Motor Control Center (MCC) Buckets

A motor control center (MCC) is an assembly of one or more enclosed sections having a common power bus  with multiple motor control units.   They can be set up for indoor or outdoor use, have deep or shallow frames, as well as 2 sided configurations.  They can be used to control one or many machines, as well as being the electrical service entrance for a factory.

Motor control centers are usually used for low voltage three phase alternating current motors from 208 V to 600 V. Medium-voltage motor control centers are made for large motors running at 2300 V to around 15000 V, using vacuum contactors for switching and with separate compartments for power switching and control.  They can include variable frequency drives, programmable controllers and metering devices. 

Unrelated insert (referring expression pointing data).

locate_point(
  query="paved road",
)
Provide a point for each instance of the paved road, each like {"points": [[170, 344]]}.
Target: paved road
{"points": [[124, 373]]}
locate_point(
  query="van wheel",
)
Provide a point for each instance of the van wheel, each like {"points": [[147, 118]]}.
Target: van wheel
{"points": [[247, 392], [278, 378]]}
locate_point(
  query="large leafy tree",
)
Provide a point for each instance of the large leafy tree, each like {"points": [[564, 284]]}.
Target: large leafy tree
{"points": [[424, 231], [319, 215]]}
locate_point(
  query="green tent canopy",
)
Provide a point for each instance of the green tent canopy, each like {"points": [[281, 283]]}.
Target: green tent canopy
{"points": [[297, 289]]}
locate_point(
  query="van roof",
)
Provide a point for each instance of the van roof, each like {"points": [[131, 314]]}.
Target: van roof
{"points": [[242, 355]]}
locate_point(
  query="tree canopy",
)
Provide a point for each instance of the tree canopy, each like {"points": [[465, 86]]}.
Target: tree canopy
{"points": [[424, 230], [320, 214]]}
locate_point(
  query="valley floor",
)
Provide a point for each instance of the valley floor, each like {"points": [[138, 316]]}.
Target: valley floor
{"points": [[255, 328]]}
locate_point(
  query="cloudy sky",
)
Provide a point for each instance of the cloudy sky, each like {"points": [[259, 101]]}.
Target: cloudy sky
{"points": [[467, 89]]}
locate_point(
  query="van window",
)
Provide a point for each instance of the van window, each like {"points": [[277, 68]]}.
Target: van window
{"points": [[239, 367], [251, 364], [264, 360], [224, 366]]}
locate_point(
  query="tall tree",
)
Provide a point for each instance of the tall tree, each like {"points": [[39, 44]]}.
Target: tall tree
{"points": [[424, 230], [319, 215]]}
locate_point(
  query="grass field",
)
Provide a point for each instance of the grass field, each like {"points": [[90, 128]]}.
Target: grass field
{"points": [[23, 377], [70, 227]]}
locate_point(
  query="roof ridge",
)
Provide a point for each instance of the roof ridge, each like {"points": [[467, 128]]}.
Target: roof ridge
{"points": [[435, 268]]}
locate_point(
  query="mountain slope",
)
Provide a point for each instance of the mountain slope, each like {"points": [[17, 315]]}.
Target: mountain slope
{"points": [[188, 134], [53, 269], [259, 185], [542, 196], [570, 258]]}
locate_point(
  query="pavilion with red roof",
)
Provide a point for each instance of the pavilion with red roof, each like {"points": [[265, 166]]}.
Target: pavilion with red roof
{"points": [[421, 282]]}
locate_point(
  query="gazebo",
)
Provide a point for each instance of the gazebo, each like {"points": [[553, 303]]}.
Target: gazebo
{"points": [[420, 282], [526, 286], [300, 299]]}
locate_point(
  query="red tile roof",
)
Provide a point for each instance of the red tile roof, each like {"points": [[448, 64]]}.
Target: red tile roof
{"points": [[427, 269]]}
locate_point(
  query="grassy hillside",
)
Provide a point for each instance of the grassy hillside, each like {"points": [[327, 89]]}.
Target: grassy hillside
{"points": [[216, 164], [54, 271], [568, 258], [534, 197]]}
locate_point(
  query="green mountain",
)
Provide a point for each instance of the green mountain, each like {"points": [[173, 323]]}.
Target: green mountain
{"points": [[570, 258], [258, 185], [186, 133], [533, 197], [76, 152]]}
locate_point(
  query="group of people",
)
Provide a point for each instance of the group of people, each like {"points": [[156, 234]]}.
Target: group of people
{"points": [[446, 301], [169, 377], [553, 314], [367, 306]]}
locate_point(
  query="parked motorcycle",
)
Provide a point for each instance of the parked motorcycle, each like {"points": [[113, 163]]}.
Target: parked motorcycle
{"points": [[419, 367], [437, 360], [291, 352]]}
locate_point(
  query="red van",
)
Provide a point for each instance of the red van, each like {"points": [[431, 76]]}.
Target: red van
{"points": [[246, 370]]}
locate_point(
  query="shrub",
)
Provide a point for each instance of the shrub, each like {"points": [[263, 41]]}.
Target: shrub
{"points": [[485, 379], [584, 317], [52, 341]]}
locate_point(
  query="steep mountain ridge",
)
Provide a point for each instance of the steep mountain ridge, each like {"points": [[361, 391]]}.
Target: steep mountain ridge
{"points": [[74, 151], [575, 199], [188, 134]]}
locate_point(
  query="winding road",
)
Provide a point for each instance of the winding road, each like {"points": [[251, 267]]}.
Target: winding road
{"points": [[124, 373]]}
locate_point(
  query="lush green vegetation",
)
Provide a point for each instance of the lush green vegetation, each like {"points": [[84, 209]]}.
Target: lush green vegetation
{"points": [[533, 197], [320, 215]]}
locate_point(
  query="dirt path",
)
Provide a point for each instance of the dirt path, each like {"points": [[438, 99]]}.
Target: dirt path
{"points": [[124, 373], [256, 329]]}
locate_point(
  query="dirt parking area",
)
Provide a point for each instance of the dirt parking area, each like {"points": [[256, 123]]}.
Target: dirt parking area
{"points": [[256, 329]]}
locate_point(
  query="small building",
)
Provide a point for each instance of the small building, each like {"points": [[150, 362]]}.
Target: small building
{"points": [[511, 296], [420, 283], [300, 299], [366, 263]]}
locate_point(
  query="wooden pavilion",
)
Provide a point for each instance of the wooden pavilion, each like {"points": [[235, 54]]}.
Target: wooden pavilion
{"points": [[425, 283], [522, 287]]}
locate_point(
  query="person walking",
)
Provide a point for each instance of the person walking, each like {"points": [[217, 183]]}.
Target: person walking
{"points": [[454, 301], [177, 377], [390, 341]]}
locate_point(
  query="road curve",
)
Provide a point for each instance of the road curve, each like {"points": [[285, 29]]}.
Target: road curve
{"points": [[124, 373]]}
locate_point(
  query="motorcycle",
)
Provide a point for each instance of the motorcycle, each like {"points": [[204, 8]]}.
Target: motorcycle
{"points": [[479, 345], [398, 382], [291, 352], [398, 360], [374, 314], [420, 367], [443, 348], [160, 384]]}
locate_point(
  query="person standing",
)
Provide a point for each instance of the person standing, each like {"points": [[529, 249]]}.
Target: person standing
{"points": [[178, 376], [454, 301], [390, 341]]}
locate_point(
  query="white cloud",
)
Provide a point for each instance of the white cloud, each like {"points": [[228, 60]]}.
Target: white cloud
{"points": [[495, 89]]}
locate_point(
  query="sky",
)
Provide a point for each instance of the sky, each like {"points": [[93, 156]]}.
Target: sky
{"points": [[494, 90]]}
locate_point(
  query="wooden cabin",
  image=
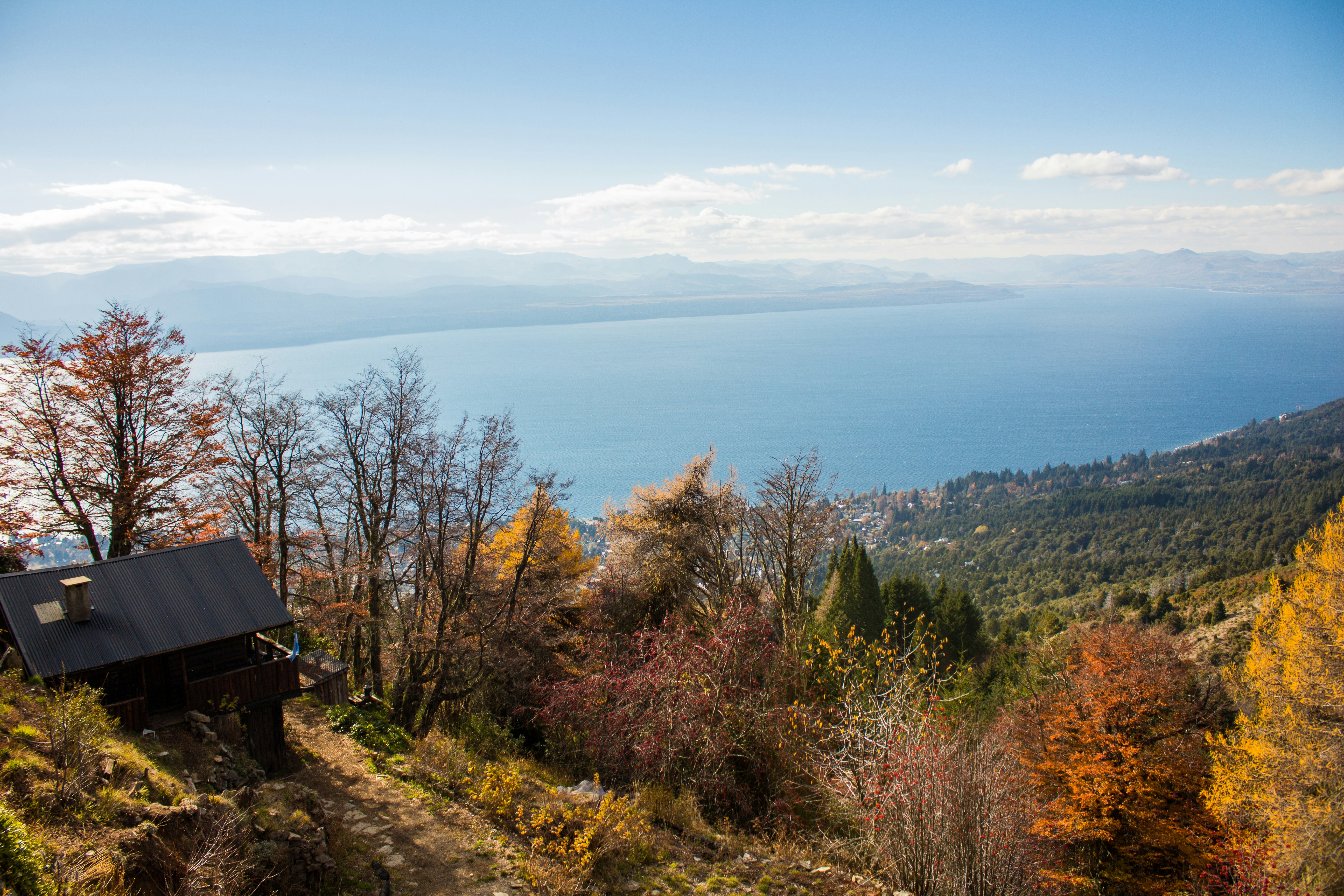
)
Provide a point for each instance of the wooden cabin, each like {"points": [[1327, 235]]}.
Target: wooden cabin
{"points": [[160, 633]]}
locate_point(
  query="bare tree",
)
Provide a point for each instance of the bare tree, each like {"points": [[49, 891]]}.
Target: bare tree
{"points": [[467, 492], [377, 421], [683, 541], [792, 526], [271, 445]]}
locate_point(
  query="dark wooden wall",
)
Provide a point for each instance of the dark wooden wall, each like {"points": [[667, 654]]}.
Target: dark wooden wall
{"points": [[267, 735]]}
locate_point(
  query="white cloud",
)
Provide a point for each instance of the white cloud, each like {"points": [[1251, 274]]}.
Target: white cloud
{"points": [[1299, 182], [146, 221], [787, 172], [670, 193], [865, 172], [974, 229], [1105, 170]]}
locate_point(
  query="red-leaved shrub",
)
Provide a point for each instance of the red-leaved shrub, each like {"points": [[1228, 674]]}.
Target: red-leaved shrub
{"points": [[686, 710]]}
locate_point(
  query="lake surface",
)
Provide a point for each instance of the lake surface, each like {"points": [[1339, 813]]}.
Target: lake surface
{"points": [[902, 397]]}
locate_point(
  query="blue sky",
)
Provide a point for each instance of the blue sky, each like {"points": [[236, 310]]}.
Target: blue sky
{"points": [[139, 131]]}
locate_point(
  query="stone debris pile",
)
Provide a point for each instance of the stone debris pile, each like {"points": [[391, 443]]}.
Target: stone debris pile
{"points": [[584, 790]]}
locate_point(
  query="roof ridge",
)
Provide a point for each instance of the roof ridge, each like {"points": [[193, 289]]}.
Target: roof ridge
{"points": [[130, 557]]}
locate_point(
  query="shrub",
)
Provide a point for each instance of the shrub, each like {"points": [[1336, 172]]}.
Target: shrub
{"points": [[21, 859], [76, 727], [584, 836], [441, 764], [685, 710], [933, 807], [370, 729], [486, 737], [496, 790]]}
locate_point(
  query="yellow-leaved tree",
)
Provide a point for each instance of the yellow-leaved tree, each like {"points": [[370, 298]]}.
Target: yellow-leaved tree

Each motor controller called a bucket contains a contactor or a solid-state motor controller, overload relays to protect the motor, fuses or a circuit breaker to provide short-circuit protection, and a disconnecting switch to isolate the motor circuit. Three-phase power enters each controller through separable connectors. The motor is wired to terminals in the controller. Motor control centers provide wire ways for field control and power cables.

Each bucket in an MCC can be specified with a range of options such as separate control transformers, pilot lamps, control switches, extra control terminal blocks, various types of thermal or solid-state overload protection relays, or various classes of power fuses or types of circuit breakers. A motor control center can either be supplied ready for the customer to connect all field wiring, or can be an engineered assembly with internal control and interlocking wiring to a central control terminal panel board or programmable controller.

When a MCC bucket fails, there are three options.  The first is to have your unit rebuilt which can take time and be costly.  The second is to find a used replacement, which tends to be the most economical and fastest.  The third is to go new, which can be tough since the manufacturer may no longer manufacture or support your bucket and then you will need to replace other components in an effort to get your system up and running.